Biography:Bruce H. Billings

From HandWiki
Short description: American physicist
Bruce H. Billings
BornJuly 6, 1915
DiedOctober 21, 1992 (1992-10-22) (aged 77)
Long Beach, California
Alma materHarvard University
Johns Hopkins University
AwardsAmerican Academy of Arts and Sciences (1952)
Scientific career
FieldsPhysics

Bruce Hadley Billings (July 6, 1915 – October 21, 1992[1]) was an American physicist. He was president of the Optical Society of America in 1971.[2] and the Polaroid Corporation's chief physicist between 1941 and 1947.[3]

Billings was educated at Phillips Exeter Academy. He received his bachelor's degree in 1936 and his master's degree in 1937, both from Harvard University.[4] Billings obtained his Ph.D. in 1941 from Johns Hopkins University.[3] He was elected a Fellow of the American Academy of Arts and Sciences in 1952.[5]
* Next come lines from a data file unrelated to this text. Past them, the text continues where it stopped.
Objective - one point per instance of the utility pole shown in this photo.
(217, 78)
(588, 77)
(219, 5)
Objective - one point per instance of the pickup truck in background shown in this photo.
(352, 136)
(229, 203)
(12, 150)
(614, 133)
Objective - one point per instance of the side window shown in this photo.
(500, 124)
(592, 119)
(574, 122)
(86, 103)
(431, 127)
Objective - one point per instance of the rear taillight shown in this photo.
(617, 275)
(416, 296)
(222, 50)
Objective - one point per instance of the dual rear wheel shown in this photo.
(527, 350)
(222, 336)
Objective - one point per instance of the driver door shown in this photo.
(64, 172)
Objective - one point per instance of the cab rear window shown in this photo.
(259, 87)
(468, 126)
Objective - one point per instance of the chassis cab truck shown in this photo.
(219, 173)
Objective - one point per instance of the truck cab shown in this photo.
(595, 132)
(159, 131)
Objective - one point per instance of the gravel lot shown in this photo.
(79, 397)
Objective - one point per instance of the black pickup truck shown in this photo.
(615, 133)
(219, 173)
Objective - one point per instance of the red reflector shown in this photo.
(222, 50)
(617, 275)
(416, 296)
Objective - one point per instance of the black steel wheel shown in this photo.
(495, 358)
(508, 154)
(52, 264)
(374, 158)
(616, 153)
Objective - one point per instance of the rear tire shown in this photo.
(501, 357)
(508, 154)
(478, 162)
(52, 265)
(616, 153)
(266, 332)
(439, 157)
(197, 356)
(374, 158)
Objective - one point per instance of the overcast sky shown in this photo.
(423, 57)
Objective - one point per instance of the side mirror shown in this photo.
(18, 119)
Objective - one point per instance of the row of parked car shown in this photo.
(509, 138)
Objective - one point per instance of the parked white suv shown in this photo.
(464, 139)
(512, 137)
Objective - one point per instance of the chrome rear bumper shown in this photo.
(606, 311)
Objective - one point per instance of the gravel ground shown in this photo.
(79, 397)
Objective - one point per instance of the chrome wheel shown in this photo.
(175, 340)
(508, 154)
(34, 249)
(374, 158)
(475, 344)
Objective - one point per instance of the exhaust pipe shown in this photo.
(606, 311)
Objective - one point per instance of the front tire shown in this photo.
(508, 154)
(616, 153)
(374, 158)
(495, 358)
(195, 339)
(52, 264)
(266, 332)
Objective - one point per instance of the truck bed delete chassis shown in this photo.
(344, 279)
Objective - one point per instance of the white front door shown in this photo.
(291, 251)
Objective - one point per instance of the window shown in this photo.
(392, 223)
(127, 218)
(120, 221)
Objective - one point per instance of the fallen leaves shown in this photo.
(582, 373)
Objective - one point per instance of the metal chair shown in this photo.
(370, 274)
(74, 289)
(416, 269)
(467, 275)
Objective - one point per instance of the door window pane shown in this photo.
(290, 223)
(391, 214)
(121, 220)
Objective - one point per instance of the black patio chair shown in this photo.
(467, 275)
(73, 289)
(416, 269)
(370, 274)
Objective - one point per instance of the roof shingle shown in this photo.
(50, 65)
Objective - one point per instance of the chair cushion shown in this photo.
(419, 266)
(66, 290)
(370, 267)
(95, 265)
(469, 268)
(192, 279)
In the 1950s and 1960s Billings was senior vice president for research at Baird-Atomic, Inc. in Cambridge, Massachusetts, where he contributed to the development of analytical instrumentation for emission spectroscopy, dual-beam, recording infra-red absorption spectrometry, flame photometry, and investigated the potential of circular dichroism as the basis for instrumentation, a technology that Baird-Atomic, Inc. never commercialized.

Billings died in Long Beach, California, aged 77 from pancreatic cancer.[4]